Today's another busy day for me, I'm working the Fall fundraiser and I don't have the time to be surfing the Intert00bz. I composed this post yesterday in the wee hours of the morning. This being October, a month for scary stories, I think I should post some links to some of my favorite works of "weird" fiction. Clark Ashton Smith is a woefully under-appreciated (though I've shown my love for the guy) master of the "weird" tale. His fiction blended the fantasy, horror, and science fiction genres, with his stories often displaying a mordant (and morbid) wit. Smith was immortalized by his pen-pal H.P. Lovecraft as the Atlantean high priest Klarkash-Ton in his tale The Whisperer in Darkness.

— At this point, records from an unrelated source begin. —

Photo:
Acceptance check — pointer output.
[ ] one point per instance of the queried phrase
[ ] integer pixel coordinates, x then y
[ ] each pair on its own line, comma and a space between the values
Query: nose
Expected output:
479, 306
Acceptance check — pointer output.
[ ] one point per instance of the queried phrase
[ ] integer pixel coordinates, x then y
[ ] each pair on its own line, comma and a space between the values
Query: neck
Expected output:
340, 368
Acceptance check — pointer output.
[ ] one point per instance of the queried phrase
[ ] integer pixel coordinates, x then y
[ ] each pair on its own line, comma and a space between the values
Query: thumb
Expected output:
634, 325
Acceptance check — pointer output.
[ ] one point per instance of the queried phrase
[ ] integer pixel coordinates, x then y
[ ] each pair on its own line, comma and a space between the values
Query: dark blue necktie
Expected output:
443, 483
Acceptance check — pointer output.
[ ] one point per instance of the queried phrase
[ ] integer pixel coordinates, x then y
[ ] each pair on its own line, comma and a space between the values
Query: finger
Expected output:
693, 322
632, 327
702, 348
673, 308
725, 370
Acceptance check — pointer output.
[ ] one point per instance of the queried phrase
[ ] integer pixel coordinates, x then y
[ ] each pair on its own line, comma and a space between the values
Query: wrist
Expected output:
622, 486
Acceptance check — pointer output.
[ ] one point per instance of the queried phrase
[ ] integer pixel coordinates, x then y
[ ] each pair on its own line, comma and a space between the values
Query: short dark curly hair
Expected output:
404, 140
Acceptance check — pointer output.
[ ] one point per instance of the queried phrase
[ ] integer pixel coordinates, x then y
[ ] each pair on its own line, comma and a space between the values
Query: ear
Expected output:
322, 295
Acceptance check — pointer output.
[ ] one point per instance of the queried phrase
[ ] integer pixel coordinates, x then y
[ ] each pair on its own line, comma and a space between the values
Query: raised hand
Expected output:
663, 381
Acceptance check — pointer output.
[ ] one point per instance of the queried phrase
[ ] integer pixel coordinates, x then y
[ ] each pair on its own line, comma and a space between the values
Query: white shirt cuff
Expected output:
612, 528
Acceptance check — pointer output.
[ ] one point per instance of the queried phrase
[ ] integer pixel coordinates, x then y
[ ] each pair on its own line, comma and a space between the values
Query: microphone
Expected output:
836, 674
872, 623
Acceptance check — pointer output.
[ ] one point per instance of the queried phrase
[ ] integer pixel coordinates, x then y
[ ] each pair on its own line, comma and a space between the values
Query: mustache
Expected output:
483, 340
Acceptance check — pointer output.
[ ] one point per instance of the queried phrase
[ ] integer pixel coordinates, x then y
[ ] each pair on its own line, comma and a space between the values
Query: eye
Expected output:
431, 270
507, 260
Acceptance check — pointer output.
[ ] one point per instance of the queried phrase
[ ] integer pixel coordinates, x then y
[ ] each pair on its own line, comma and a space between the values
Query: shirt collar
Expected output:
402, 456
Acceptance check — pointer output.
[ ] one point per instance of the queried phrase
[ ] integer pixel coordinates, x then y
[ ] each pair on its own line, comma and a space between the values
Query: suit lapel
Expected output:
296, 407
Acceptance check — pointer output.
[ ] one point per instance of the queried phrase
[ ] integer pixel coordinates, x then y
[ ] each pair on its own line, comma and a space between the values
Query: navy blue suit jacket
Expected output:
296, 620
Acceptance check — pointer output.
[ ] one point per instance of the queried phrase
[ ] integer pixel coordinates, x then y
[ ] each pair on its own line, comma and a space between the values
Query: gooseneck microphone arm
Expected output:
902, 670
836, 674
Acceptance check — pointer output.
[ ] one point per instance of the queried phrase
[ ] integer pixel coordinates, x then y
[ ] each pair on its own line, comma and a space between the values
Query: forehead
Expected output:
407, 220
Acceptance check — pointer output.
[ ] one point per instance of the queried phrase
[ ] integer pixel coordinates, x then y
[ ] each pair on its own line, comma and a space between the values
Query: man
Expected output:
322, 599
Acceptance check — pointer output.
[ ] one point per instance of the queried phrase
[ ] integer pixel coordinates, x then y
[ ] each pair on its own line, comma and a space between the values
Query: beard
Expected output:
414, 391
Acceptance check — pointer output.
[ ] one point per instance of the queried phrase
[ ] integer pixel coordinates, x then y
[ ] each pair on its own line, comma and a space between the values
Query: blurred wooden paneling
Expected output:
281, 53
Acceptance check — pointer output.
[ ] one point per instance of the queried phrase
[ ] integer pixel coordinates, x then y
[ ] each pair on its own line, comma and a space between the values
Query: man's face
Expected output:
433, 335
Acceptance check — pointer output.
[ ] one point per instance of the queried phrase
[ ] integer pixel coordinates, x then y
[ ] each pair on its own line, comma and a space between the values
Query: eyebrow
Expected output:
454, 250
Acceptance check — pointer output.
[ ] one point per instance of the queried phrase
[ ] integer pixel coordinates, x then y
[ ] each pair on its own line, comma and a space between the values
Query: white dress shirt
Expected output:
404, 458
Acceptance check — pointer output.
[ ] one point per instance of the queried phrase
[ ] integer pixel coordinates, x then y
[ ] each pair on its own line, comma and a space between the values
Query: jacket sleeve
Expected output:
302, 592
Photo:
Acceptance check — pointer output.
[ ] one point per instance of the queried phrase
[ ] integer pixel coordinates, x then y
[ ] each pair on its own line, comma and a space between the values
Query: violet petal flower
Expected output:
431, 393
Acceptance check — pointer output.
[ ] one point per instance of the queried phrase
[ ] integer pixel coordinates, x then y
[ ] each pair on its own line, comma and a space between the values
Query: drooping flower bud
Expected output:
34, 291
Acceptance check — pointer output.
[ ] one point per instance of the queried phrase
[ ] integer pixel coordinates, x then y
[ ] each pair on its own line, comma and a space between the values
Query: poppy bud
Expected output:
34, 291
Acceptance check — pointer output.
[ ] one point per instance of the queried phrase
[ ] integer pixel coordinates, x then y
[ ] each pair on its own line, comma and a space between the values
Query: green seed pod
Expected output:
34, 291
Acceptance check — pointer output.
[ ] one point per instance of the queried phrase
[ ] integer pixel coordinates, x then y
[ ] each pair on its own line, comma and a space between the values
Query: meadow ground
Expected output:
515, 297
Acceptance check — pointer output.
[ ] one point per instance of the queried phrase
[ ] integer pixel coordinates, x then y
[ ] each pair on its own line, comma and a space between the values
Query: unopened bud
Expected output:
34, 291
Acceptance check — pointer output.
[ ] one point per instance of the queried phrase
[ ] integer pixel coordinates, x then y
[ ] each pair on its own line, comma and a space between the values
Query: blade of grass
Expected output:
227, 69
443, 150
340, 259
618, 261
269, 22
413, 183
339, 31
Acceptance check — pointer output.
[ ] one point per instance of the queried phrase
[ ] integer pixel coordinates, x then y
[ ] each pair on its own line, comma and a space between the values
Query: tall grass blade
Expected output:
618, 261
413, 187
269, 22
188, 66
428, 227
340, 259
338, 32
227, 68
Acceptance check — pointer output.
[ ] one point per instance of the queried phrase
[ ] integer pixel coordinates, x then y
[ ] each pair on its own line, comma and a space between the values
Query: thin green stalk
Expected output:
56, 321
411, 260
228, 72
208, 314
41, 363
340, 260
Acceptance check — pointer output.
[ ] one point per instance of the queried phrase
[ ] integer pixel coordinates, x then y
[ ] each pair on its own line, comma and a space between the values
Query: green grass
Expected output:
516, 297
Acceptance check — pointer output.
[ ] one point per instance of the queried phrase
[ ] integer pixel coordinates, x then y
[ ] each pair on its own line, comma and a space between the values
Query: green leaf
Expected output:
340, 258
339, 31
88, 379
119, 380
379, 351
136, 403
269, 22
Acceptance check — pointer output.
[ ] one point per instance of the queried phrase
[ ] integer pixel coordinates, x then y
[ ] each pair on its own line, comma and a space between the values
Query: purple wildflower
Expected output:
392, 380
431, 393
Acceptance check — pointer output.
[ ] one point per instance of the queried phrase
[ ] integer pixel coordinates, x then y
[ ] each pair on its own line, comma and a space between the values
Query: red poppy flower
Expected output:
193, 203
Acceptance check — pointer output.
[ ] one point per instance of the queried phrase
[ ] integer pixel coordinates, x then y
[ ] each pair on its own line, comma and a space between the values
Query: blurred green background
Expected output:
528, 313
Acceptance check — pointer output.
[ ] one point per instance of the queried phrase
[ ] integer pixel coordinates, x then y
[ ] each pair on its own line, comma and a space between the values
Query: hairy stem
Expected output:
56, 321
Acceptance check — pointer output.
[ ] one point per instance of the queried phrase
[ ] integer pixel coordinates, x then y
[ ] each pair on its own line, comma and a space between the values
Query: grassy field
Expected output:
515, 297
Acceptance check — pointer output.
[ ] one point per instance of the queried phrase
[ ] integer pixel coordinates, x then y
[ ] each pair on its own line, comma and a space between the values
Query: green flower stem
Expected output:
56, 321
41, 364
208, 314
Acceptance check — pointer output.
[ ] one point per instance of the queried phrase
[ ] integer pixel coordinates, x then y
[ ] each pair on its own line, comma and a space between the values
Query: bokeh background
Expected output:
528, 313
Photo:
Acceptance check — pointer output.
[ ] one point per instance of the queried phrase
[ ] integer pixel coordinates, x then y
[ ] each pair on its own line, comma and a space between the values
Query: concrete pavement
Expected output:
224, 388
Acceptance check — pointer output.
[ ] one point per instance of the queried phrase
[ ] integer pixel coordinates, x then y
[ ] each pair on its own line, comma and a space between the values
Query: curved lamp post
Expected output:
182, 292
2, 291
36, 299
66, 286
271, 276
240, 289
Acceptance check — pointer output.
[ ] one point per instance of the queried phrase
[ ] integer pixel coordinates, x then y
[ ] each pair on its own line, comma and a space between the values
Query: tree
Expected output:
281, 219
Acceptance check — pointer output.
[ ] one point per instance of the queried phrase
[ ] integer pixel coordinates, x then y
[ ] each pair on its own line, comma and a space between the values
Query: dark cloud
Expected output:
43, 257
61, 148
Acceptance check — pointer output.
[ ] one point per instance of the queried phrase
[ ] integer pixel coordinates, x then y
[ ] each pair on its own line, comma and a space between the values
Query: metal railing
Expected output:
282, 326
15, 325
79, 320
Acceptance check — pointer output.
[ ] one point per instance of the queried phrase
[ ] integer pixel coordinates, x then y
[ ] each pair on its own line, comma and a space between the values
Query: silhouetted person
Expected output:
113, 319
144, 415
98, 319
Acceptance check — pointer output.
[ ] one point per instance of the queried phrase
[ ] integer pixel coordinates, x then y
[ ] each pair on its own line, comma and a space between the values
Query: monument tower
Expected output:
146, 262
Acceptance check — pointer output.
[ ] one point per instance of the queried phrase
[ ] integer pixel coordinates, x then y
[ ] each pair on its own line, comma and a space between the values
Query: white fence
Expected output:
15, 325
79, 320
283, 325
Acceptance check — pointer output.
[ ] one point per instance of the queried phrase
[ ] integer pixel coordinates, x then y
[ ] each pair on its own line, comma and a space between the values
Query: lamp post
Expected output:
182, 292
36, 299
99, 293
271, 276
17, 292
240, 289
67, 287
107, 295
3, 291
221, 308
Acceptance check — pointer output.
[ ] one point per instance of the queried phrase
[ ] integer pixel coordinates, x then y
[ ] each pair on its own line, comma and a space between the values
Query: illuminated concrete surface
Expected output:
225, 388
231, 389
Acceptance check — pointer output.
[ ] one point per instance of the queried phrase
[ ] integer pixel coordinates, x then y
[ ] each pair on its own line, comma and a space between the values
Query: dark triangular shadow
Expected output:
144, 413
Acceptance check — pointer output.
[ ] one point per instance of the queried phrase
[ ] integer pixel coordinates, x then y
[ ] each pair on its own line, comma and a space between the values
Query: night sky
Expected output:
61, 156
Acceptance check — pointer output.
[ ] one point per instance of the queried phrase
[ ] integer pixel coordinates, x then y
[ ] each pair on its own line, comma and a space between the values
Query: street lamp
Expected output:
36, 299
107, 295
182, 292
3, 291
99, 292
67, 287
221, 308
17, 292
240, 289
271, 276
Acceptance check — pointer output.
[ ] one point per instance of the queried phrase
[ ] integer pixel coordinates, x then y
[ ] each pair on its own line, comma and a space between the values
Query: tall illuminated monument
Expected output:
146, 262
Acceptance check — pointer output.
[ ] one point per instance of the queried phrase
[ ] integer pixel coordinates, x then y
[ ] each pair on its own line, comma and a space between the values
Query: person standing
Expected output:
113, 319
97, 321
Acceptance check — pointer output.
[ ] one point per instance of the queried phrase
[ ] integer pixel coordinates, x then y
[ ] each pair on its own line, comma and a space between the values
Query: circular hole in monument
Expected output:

Some of my favorite C.A.S. tales are set in the fictional French province of Averoigne, which was modeled after the real province of Auvergne. I imagine that Averoigne is bordered by James Branch Cabell's fictional province of Poictesme and C.L. Moore's fictional province of Joiry. Smith's Averoigne is inhabited by a disparate population of insufficiently faithful clergymen, a coterie of necromancers, at least two alluring enchantresses, and a passel of werewolves and vampires.
The best known tale in the "Averoigne Cycle" is probably The Colossus of Ylourgne, which details an involved revenge plot by the necromancer Nathaire, driven from the town of Vyones "during a year of unusual inquisitory zeal". The protagonist of the story, the less unsavory student of alchemy and sorcery Gaspard du Nord,e was incorporated into H.P. Lovecraft's "mythos" as the translator of the ancient and uncanny Book of Eibon (Eibon being the protagonist of Smith's The Door to Saturn.
Another infamous "Averoigne" tale is The Beast of Averoigne, which is a tale of an alien invasion, interpreted by a Benedictine monk as the visitation of a denizen of hell.
In a more comic vein, The Holiness of Azédarac is a tale of one Brother Ambrose, sent on a mission to investigate allegations of heresy on the part of a bishop, during which he meets the enchantress Moriamis.
The Eldritch Dark, one of my favorite websites, collects the works of Clark Ashton Smith. The website, a trove of gloriously purple prose and sonorous poetry, is quite a dangerous time sink. The trip to Averoigne is only a matter of a couple of hours, though.